Explanation:
Putting a – 1 = p, b - 1 = q and c –1 = r, the equation may be written in form
pqr = 2(p + q + r) + 4,
where p, q, r are integer such that 0 ≤ p ≤ q ≤ r. Observe that p = 0 is not possible, for then 0 = 2(p + q) + 4 which is impossible in nonnegative integers. Thus we may write this in the form
2(1/pq + 1/qr + 1/rp) + 4/pqr = 1.
If p ≥ 3 then q ≥ 3 and r ≥ 3. Then left side is bounded by 6/9 + 4/27 which is less then 1. We conclude that p = 1 or 2.

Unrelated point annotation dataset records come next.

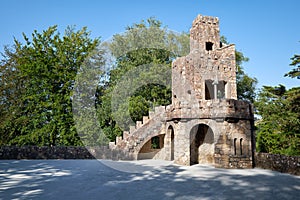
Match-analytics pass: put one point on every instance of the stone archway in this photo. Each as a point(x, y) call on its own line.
point(201, 145)
point(170, 132)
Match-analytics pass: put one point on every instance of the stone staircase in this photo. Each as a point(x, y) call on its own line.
point(134, 139)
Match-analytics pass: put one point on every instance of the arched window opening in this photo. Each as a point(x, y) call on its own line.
point(155, 143)
point(234, 145)
point(241, 146)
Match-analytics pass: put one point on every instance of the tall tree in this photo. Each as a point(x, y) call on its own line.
point(279, 126)
point(295, 73)
point(144, 52)
point(37, 106)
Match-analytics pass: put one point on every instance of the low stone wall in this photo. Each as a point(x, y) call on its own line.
point(58, 152)
point(281, 163)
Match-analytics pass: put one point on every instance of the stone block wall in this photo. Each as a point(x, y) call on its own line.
point(62, 152)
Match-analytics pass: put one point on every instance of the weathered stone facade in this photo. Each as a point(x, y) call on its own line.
point(205, 123)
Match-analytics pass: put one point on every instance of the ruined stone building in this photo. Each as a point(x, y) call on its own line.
point(205, 122)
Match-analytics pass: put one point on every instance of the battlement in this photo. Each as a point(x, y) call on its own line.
point(206, 20)
point(205, 34)
point(221, 109)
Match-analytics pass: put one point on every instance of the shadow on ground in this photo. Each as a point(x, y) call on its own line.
point(92, 179)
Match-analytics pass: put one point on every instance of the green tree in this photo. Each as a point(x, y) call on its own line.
point(295, 73)
point(37, 107)
point(279, 126)
point(143, 45)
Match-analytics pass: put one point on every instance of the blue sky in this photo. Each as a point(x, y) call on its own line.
point(266, 31)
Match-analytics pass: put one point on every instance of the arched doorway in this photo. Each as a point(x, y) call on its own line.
point(171, 136)
point(201, 145)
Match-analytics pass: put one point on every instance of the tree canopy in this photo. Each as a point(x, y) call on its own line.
point(37, 79)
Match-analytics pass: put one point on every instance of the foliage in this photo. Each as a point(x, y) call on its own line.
point(279, 128)
point(295, 73)
point(143, 58)
point(37, 79)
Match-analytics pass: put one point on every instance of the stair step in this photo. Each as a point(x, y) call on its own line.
point(145, 119)
point(151, 114)
point(125, 134)
point(139, 124)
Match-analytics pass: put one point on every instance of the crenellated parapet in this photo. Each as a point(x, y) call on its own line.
point(230, 110)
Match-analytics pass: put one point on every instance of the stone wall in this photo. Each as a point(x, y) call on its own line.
point(60, 152)
point(276, 162)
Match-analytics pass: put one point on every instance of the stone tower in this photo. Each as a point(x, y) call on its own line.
point(210, 125)
point(205, 122)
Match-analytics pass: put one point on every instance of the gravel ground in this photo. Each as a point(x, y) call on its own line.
point(145, 179)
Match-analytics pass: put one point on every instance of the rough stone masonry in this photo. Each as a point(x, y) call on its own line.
point(205, 122)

Case 1. Suppose p = 1. Then we have qr = 2(q + r) + 6 or (q - 2)(r – 2) = 10 . This gives q – 2 = 1, r – 2 = 10, or q – 2 = 2 and r – 2 = 5(recall q r). This implies (p, q, r) = (1, 3,12),(1, 4, 7).
Case 2. If p = 2 the equation reduce to 2qr = 2(2 + q + r) + 4 or qr = q + r + 4. This reduce to (q – 1) (r – 1) = 5. Hence q – 1 = 1 and r – 1 = 5. Is the only solution. This gives (p, q, r) = (2, 2, 6)
Reverting back to a,b,c we get three triples(a,b,c) =(2,4,13), (2,5,8),(3,3,7).